Le député de Drummond-Bois-Francs savait que Mme Roy était hospitalisée. Mais il ne connaissait pas la gravité de son état. «On a gardé le secret là-dessus. Je suis déçu parce que je serais allé la voir. Je suis certain qu’elle aurait accepté que j’aille la voir. Parce que j’étais proche d’elle.»
Sur la page Facebook de la députée, des citoyens pleurent la disparition d’une «grande dame», de l’«avocate du peuple», de la «députée de 7 millions de Québécois», d’une politicienne «intègre et déterminée». On déplore la perte de celle à qui on a prêté le rôle de «chien de garde au Québec». Avec elle, les victimes avaient une voix, peut-on lire aussi.

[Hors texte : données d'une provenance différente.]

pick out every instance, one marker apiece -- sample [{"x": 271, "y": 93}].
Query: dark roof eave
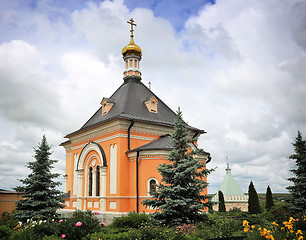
[
  {"x": 64, "y": 143},
  {"x": 130, "y": 118},
  {"x": 147, "y": 149}
]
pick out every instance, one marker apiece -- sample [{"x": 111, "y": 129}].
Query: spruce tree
[
  {"x": 40, "y": 198},
  {"x": 221, "y": 202},
  {"x": 253, "y": 201},
  {"x": 269, "y": 199},
  {"x": 298, "y": 190},
  {"x": 179, "y": 198}
]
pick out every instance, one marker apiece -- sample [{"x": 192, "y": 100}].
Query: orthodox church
[
  {"x": 233, "y": 195},
  {"x": 112, "y": 160}
]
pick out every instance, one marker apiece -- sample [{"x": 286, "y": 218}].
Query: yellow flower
[{"x": 299, "y": 232}]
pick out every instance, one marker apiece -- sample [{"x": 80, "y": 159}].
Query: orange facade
[
  {"x": 111, "y": 162},
  {"x": 106, "y": 148},
  {"x": 8, "y": 200}
]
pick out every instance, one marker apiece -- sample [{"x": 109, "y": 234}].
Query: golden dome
[{"x": 132, "y": 48}]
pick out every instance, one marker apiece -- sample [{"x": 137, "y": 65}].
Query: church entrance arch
[{"x": 91, "y": 171}]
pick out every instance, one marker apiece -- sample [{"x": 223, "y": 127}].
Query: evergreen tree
[
  {"x": 253, "y": 201},
  {"x": 298, "y": 190},
  {"x": 269, "y": 199},
  {"x": 179, "y": 197},
  {"x": 221, "y": 202},
  {"x": 40, "y": 197}
]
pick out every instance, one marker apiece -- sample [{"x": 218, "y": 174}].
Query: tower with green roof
[{"x": 233, "y": 195}]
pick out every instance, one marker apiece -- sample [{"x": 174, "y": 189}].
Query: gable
[{"x": 130, "y": 101}]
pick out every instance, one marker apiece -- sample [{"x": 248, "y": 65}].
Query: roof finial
[
  {"x": 227, "y": 161},
  {"x": 132, "y": 24}
]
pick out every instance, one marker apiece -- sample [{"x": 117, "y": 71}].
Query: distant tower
[{"x": 233, "y": 195}]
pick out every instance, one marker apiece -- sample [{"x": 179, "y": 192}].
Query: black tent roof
[
  {"x": 164, "y": 142},
  {"x": 129, "y": 103}
]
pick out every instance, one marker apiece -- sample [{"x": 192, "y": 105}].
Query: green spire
[{"x": 229, "y": 185}]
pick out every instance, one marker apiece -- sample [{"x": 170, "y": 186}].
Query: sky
[{"x": 236, "y": 68}]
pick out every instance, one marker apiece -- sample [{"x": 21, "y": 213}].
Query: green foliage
[
  {"x": 298, "y": 190},
  {"x": 54, "y": 229},
  {"x": 221, "y": 202},
  {"x": 40, "y": 197},
  {"x": 52, "y": 237},
  {"x": 235, "y": 210},
  {"x": 132, "y": 220},
  {"x": 5, "y": 232},
  {"x": 269, "y": 199},
  {"x": 253, "y": 201},
  {"x": 8, "y": 220},
  {"x": 220, "y": 225},
  {"x": 178, "y": 196},
  {"x": 89, "y": 224}
]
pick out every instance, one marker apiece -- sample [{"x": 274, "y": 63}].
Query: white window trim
[{"x": 148, "y": 185}]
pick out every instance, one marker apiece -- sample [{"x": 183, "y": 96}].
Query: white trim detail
[
  {"x": 113, "y": 169},
  {"x": 75, "y": 175},
  {"x": 148, "y": 184}
]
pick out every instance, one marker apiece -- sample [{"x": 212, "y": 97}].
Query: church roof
[
  {"x": 229, "y": 185},
  {"x": 129, "y": 103}
]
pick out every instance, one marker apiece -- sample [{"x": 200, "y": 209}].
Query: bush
[
  {"x": 5, "y": 232},
  {"x": 9, "y": 220},
  {"x": 88, "y": 223},
  {"x": 220, "y": 225},
  {"x": 132, "y": 220}
]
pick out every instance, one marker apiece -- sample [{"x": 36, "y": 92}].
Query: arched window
[
  {"x": 90, "y": 182},
  {"x": 153, "y": 185},
  {"x": 98, "y": 181}
]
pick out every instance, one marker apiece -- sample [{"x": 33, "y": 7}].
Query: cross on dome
[{"x": 132, "y": 24}]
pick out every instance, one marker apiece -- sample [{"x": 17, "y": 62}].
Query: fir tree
[
  {"x": 41, "y": 199},
  {"x": 179, "y": 197},
  {"x": 221, "y": 202},
  {"x": 298, "y": 190},
  {"x": 253, "y": 201},
  {"x": 269, "y": 199}
]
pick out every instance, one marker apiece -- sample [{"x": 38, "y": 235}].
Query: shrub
[
  {"x": 132, "y": 220},
  {"x": 88, "y": 223},
  {"x": 5, "y": 232},
  {"x": 9, "y": 220}
]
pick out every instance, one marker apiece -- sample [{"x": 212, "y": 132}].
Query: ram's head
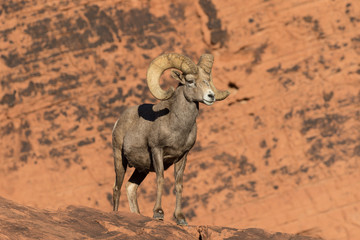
[{"x": 197, "y": 79}]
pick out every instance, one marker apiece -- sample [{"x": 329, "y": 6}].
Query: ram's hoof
[
  {"x": 159, "y": 215},
  {"x": 181, "y": 222}
]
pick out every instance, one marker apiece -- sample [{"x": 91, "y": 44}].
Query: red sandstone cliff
[{"x": 281, "y": 153}]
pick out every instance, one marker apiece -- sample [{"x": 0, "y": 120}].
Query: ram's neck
[{"x": 182, "y": 112}]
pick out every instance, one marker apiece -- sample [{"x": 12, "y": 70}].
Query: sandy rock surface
[
  {"x": 20, "y": 222},
  {"x": 281, "y": 153}
]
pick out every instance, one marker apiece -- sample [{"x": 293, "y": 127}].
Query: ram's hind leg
[
  {"x": 131, "y": 188},
  {"x": 120, "y": 165}
]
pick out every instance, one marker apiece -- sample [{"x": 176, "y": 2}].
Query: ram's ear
[{"x": 178, "y": 76}]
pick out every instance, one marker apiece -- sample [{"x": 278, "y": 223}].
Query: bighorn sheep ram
[{"x": 152, "y": 137}]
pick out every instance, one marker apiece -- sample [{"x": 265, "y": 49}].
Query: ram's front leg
[
  {"x": 157, "y": 155},
  {"x": 178, "y": 173}
]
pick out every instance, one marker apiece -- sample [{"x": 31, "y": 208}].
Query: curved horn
[
  {"x": 162, "y": 63},
  {"x": 206, "y": 61}
]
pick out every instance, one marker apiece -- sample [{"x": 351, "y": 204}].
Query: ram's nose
[{"x": 211, "y": 96}]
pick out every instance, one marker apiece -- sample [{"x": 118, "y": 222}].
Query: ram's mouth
[{"x": 208, "y": 102}]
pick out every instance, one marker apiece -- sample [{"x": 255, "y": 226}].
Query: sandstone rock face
[
  {"x": 280, "y": 153},
  {"x": 20, "y": 222}
]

D’ex-politiciens et de tous les horizons lui rendent hommage, comme l’ex-ministre conservateur Christian Paradis qui écrit qu’il était agréable de la côtoyer.
Originaire de La Tuque, Sylvie Roy a été avocate et mairesse de Sainte-Sophie-de-Lévrard avant de se lancer en politique provinciale. Elle a été élue avec des victoires éclatantes chaque fois qu’elle s’est présentée en 2003, 2007 et 2008 dans Lotbinière ainsi qu’en 2012 et en 2014 dans Arthabaska.